There have been a growing number of reports over the past few weeks about a senseless “game” known as “Knockout.” The object is to punch an innocent, random person as hard as possible in the head and knock him unconscious in a single blow. The game does not have a pretty history:

So far, six fatalities resulting from Knockout have been documented. The first was of an MIT student in 1992, according to an Associated Press report. Yngve Raustein of Norway was approached by a group of teens who asked him what language he was speaking. They then proceeded to sucker-punch him in the face and rob him and his friend. Raustein immediately fell to the ground. When he tried to get up, the assailants stabbed him in the heart. Cambridge police at the time said that these attacks might be perpetrated by just a few kids.

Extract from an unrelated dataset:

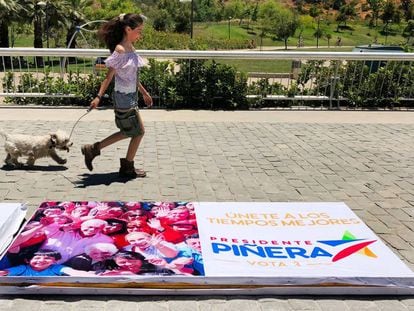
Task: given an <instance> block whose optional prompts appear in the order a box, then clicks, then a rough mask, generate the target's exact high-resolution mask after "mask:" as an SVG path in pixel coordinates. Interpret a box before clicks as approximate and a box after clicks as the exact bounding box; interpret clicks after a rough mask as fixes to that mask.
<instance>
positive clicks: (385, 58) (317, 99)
mask: <svg viewBox="0 0 414 311" xmlns="http://www.w3.org/2000/svg"><path fill="white" fill-rule="evenodd" d="M137 53H138V54H139V55H141V56H142V57H144V58H154V59H157V60H168V61H171V62H175V61H176V60H178V59H204V60H216V61H219V60H223V61H226V60H230V61H234V60H246V61H247V60H251V61H267V62H269V72H252V73H250V75H249V73H248V76H249V80H248V83H249V84H250V85H252V84H254V83H257V82H258V81H259V80H260V79H266V80H267V81H268V83H269V85H272V84H277V85H279V86H280V88H285V89H286V90H288V91H287V92H289V89H290V88H292V86H293V85H296V86H297V84H298V83H299V84H300V85H299V86H298V87H297V89H296V90H294V91H295V92H293V91H291V94H288V95H286V94H277V93H276V94H272V93H270V94H249V95H248V98H249V99H258V100H259V99H260V100H262V101H263V100H268V101H280V100H288V101H292V100H293V101H298V102H305V101H329V107H331V108H332V107H333V105H334V102H335V101H336V103H337V105H339V102H340V101H341V100H346V99H347V98H346V97H345V96H344V95H343V94H341V88H342V90H343V89H344V88H343V87H344V85H346V84H347V83H348V84H349V83H350V82H352V87H353V88H355V91H357V89H358V88H360V87H363V86H364V83H365V79H366V75H365V76H364V74H363V71H364V70H365V71H366V70H368V71H369V73H371V72H375V71H377V70H378V67H385V68H388V69H389V70H390V74H391V75H393V76H395V77H394V78H395V79H397V82H400V80H401V86H402V87H403V88H404V92H405V93H404V94H402V93H401V94H402V95H403V96H400V97H399V98H398V99H399V100H407V101H414V91H413V92H412V91H410V86H412V85H414V74H413V73H414V68H413V63H414V53H378V52H377V53H358V52H303V51H294V52H292V51H251V50H249V51H234V50H233V51H188V50H137ZM107 56H109V51H108V50H106V49H35V48H8V49H7V48H0V69H1V71H0V81H2V83H1V84H0V97H2V96H3V97H13V96H15V97H41V96H43V97H75V96H77V95H76V94H77V92H76V90H70V88H69V89H68V85H67V84H66V85H65V82H68V79H70V74H69V73H70V72H77V74H79V75H84V76H86V75H88V74H91V73H97V72H98V71H99V70H101V68H100V66H99V64H98V65H97V64H96V60H97V59H98V58H101V57H103V58H104V57H107ZM274 61H277V62H279V61H280V62H286V61H290V62H291V63H292V66H291V70H287V72H286V70H285V71H284V72H282V73H280V72H279V73H278V72H271V70H270V69H271V66H272V63H271V62H274ZM311 61H318V62H319V67H318V68H319V69H320V70H324V73H323V75H326V81H322V80H323V79H322V80H321V77H319V78H315V76H311V75H310V76H309V77H306V76H305V69H304V64H309V63H310V62H311ZM351 61H353V62H355V63H360V64H364V65H365V66H355V67H354V68H352V67H350V68H347V69H346V70H349V74H348V76H349V81H347V79H348V76H347V75H343V73H342V75H341V72H342V71H343V70H344V69H343V68H342V65H343V64H345V63H349V62H351ZM295 63H296V65H294V64H295ZM298 64H299V65H298ZM395 64H404V66H406V68H405V67H404V69H401V66H398V65H395ZM392 66H394V67H392ZM364 68H365V69H364ZM407 68H408V69H407ZM176 70H179V68H176ZM352 70H354V72H352ZM407 70H408V72H407ZM399 71H401V72H399ZM24 75H26V76H25V79H29V81H26V82H25V83H26V84H27V85H29V86H30V87H28V88H27V90H26V89H24V88H21V87H19V85H21V83H22V79H23V76H24ZM30 75H33V76H35V77H36V78H38V79H39V78H40V79H43V80H42V81H43V82H42V83H45V84H47V81H48V78H49V77H55V78H56V77H60V78H61V79H62V87H64V86H65V87H66V89H65V90H63V89H62V90H59V89H56V87H54V88H53V89H48V88H47V86H46V87H45V86H44V85H43V88H45V89H46V91H44V92H39V91H36V90H37V88H36V87H35V86H31V85H30ZM304 77H305V78H307V79H304ZM377 79H378V80H379V79H383V80H382V81H381V80H379V81H373V82H372V83H376V84H375V85H378V92H377V93H376V96H380V97H381V96H384V97H386V96H388V95H389V93H390V92H389V90H385V91H384V92H382V91H383V90H382V88H384V87H385V86H386V85H387V81H386V77H380V78H377ZM6 82H7V83H6ZM407 85H408V91H407V90H406V89H407ZM381 86H382V87H381ZM387 87H388V86H387ZM150 88H151V87H150ZM190 91H191V90H190ZM387 92H388V93H387ZM359 93H360V95H359V96H361V94H362V96H363V95H364V94H363V92H362V93H361V90H359ZM348 94H349V92H348ZM387 94H388V95H387ZM154 95H155V96H156V97H157V96H158V97H161V96H163V95H162V94H154ZM397 95H398V94H397ZM371 96H372V94H371ZM390 96H391V95H390ZM392 96H396V95H395V94H394V93H393V94H392Z"/></svg>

The game was around before 1992, according to a St. Louis man named Askia who spoke with reporters in 2011. He described a similar game, “One-Hitter Quitter” (a name still used today), from the ’80s, when he was growing up. “We’d be out in the club or something and pick a random person and drop him to see if we could knock him out,” Askia said.

Former players have said that they did it for fun. Others speculate that the game is an attempt to demonstrate manhood and earn respect from peers.

While few have successfully defended themselves against these cowardly surprise attacks, one man from Lansing, Michigan, shot his would-be assailant after being attacked last February. Marvell Weaver, 17 years old, circled around his near-victim in a van twice before jumping out of the car to tase him in a “game” of “Point ‘Em Out, Knock ‘Em Out.” However, Weaver’s Taser malfunctioned and the man being attacked, thinking he was being prodded with a knife or a gun, pulled out his concealed-carry .40 caliber pistol and shot Weaver twice in the leg and an inch away from his spine.

While Weaver survived being shot, he has been sentenced to one year in prison. He now regrets his decision. “It was just a lesson learned. I wish I hadn’t played the game at all,” Weaver said.